Issue 1 - solved by using pd.to_datetime(df.Date, format='%Y-%m-%d'). Thanks to Michael
I am trying to find the latest date of each user using their ID
df['Latest Date'] = df.groupby(['ID'])['Date'].transform.('max')
df.drop_duplicates(subset='ID', keep='last',inplace=True)
But I am getting '>=' not supported between instances of 'str' and 'float'
I have used the same approach in the past and it worked fine.
When I did dytypes, I see 'ID' column is int64 and Date column as object because I converted the date column to df['Date'] = pd.to_datetime(df['Date']).dt.strftime('%Y-%m-%d')
Issue 2 solved - See Michael's comment 'For the edit'
But the output does not look right
I am trying to find the latest date of each user using their ID and assign those dates to new columns using the category
Dataframe = df
Data looks like below,
ID CATEGORY NAME DATE
1 fruits 2017-08-07 00:00:00
2 veggies 2018-01-25 00:00:00
1 fruits 2015-08-07 00:00:00
2 veggies 2022-01-01 00:00:00
My code is below
//Converting the date format
df['Date'] = pd.to_datetime(df.Date, format='%Y-%m-%d')
//transforming to identify the latest date
df['Latest Date'] = df.groupby(['ID'])['Date'].transform.('max')
//keeping the last and dropping the duplicates
df.drop_duplicates(subset='ID', keep='last',inplace=True)
//inserting new columns
df['Fruits'] = ' '
df['Veggies'] = ' '
//applying the latest dates to the newly created columns
df.loc[((df['CATEGORY NAME'] == 'fruits')), 'Fruits'] = df['Latest Date']
df.loc[((df['CATEGORY NAME'] == 'veggies')), 'Veggies'] = df['Latest Date']

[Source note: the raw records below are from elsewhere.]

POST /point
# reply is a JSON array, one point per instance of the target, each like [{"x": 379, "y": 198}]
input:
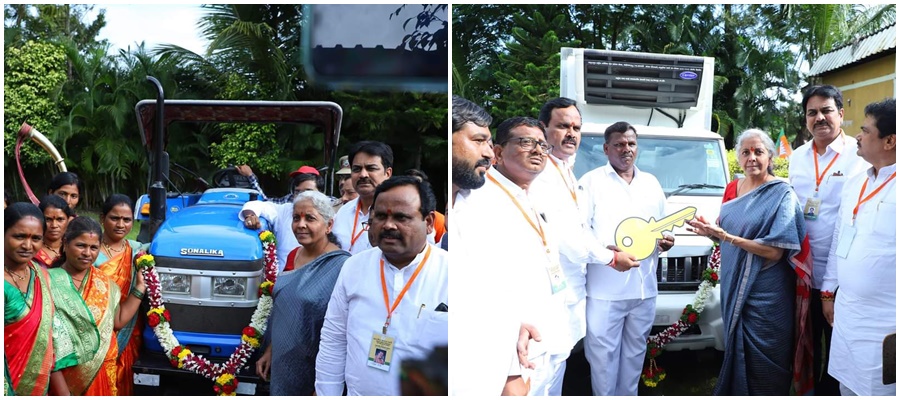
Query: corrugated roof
[{"x": 857, "y": 50}]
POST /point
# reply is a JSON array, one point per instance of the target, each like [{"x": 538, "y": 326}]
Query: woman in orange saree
[
  {"x": 28, "y": 314},
  {"x": 78, "y": 285},
  {"x": 115, "y": 260},
  {"x": 57, "y": 214}
]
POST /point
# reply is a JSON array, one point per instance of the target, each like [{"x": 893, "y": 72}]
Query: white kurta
[
  {"x": 505, "y": 238},
  {"x": 482, "y": 308},
  {"x": 620, "y": 305},
  {"x": 608, "y": 201},
  {"x": 558, "y": 194},
  {"x": 356, "y": 310},
  {"x": 280, "y": 217},
  {"x": 802, "y": 171},
  {"x": 865, "y": 309}
]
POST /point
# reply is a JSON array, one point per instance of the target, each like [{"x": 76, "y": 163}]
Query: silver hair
[
  {"x": 320, "y": 201},
  {"x": 767, "y": 142}
]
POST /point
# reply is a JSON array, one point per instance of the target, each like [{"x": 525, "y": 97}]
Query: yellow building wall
[{"x": 864, "y": 84}]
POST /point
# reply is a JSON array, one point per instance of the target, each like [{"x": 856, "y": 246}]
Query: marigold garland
[
  {"x": 653, "y": 374},
  {"x": 223, "y": 375}
]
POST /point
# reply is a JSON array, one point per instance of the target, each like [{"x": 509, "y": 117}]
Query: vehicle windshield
[{"x": 674, "y": 161}]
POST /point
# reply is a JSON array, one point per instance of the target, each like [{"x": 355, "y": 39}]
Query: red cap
[{"x": 305, "y": 170}]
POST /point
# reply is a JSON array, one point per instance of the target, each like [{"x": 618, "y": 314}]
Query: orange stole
[
  {"x": 121, "y": 271},
  {"x": 439, "y": 229}
]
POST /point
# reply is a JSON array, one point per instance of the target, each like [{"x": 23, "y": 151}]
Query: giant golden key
[{"x": 638, "y": 237}]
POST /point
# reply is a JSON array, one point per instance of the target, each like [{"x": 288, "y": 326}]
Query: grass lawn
[{"x": 95, "y": 215}]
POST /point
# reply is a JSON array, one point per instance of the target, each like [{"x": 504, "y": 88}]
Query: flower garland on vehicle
[
  {"x": 223, "y": 375},
  {"x": 653, "y": 374}
]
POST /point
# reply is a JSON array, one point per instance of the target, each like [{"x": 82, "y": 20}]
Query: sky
[{"x": 155, "y": 24}]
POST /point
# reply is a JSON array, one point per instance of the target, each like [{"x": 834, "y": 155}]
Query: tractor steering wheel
[{"x": 230, "y": 178}]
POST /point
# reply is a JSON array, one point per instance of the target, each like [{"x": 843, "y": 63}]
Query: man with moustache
[
  {"x": 863, "y": 261},
  {"x": 521, "y": 265},
  {"x": 345, "y": 184},
  {"x": 371, "y": 163},
  {"x": 557, "y": 193},
  {"x": 392, "y": 297},
  {"x": 818, "y": 171},
  {"x": 621, "y": 303},
  {"x": 497, "y": 371},
  {"x": 472, "y": 152}
]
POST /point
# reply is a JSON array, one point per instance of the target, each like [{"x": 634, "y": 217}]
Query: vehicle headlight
[
  {"x": 175, "y": 283},
  {"x": 225, "y": 286}
]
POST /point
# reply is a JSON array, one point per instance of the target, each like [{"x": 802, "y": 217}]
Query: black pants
[{"x": 823, "y": 383}]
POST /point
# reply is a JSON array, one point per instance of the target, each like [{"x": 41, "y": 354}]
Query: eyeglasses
[{"x": 529, "y": 144}]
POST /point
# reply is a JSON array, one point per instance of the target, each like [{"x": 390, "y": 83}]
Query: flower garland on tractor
[
  {"x": 223, "y": 375},
  {"x": 653, "y": 374}
]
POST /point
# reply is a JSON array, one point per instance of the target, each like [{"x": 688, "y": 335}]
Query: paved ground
[{"x": 687, "y": 373}]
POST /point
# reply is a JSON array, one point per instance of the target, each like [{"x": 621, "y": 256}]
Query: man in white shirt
[
  {"x": 817, "y": 171},
  {"x": 280, "y": 215},
  {"x": 621, "y": 304},
  {"x": 520, "y": 263},
  {"x": 497, "y": 370},
  {"x": 863, "y": 261},
  {"x": 390, "y": 299},
  {"x": 370, "y": 164},
  {"x": 557, "y": 193}
]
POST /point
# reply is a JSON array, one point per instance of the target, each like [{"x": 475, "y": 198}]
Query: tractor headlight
[
  {"x": 224, "y": 286},
  {"x": 175, "y": 283}
]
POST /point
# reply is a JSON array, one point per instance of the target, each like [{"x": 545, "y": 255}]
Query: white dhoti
[
  {"x": 616, "y": 343},
  {"x": 547, "y": 378}
]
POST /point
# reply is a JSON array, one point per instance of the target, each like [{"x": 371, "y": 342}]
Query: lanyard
[
  {"x": 354, "y": 236},
  {"x": 571, "y": 191},
  {"x": 861, "y": 200},
  {"x": 390, "y": 309},
  {"x": 539, "y": 229},
  {"x": 816, "y": 159}
]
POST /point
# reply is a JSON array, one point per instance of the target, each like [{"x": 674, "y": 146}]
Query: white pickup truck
[{"x": 668, "y": 99}]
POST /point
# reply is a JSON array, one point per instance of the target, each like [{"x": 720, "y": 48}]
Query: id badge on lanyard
[{"x": 811, "y": 209}]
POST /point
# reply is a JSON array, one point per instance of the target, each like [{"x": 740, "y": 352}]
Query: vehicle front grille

I want the output like below
ID CATEGORY NAME DATE Latest Date Fruits Veggies
1 fruits 2017-08-07 2017-08-07 2017-08-07
2 veggies 2022-01-01 2022-01-01 2022-01-01
But my output looks odd. I don't have an error message but the output is not right
ID CATEGORY NAME DATE Latest Date Fruits Veggies
1 fruits 2017-08-07
2 veggies 2022-01-01 2021-01-01 2021-01-01 00:00:00
If you notice above
- It did not identify the latest correctly
- When applying the date values to the new column, its 00:00:00 time format also shows up
- It did not drop duplicates
Not sure what's wrong
CodePudding user response:
strftime
converts a date to string. Did you want to keep it as a datetime object but change the format? Try this instead:
df.Date = pd.to_datetime(df.Date, format='%Y-%m-%d')
For the Edit
I'm not sure why you want the "Date" and "Latest Date" columns to be the same, but here is the code that will give you your desired table output:
# Recreate dataframe
ID = [1,2,1,2]
CATEGORY_NAME = ["fruits", "veggies", "fruits", "veggies"]
DATE = ["2017-08-07 00:00:00", "2018-01-25 00:00:00", "2015-08-07 00:00:00", "2022-01-01 00:00:00"]
df = pd.DataFrame({"ID":ID,"CATEGORY NAME":CATEGORY_NAME, "Date":DATE})
# Convert datetime format
df['Date'] = pd.to_datetime(df.Date, format='%Y-%m-%d')
# Get the max date value and assign the group to a new dataframe
dfNew = df.groupby(['ID'], as_index=False).max()
# The new dataframes Date and Latest Date column are the same
dfNew['Latest Date'] = dfNew['Date']
# Fix latest Date formatting
dfNew["Latest Date"] = dfNew["Latest Date"].dt.date
# Add fruit and veggie columns
dfNew['Fruits'] = ' '
dfNew['Veggies'] = ' '
# Place in the desired values
dfNew.loc[((dfNew['CATEGORY NAME'] == 'fruits')), 'Fruits'] = dfNew['Latest Date']
dfNew.loc[((dfNew['CATEGORY NAME'] == 'veggies')), 'Veggies'] = dfNew['Latest Date']
dfNew
Output:
ID CATEGORY NAME Date Latest Date Fruits Veggies
0 1 fruits 2017-08-07 2017-08-07 2017-08-07
1 2 veggies 2022-01-01 2022-01-01 2022-01-01
CodePudding user response:
Are you sure 'Date' is not mixed? It looks to me as if it still contains 'str' and 'float', and maybe 'datetime'. You sure it's clean, and all records converted?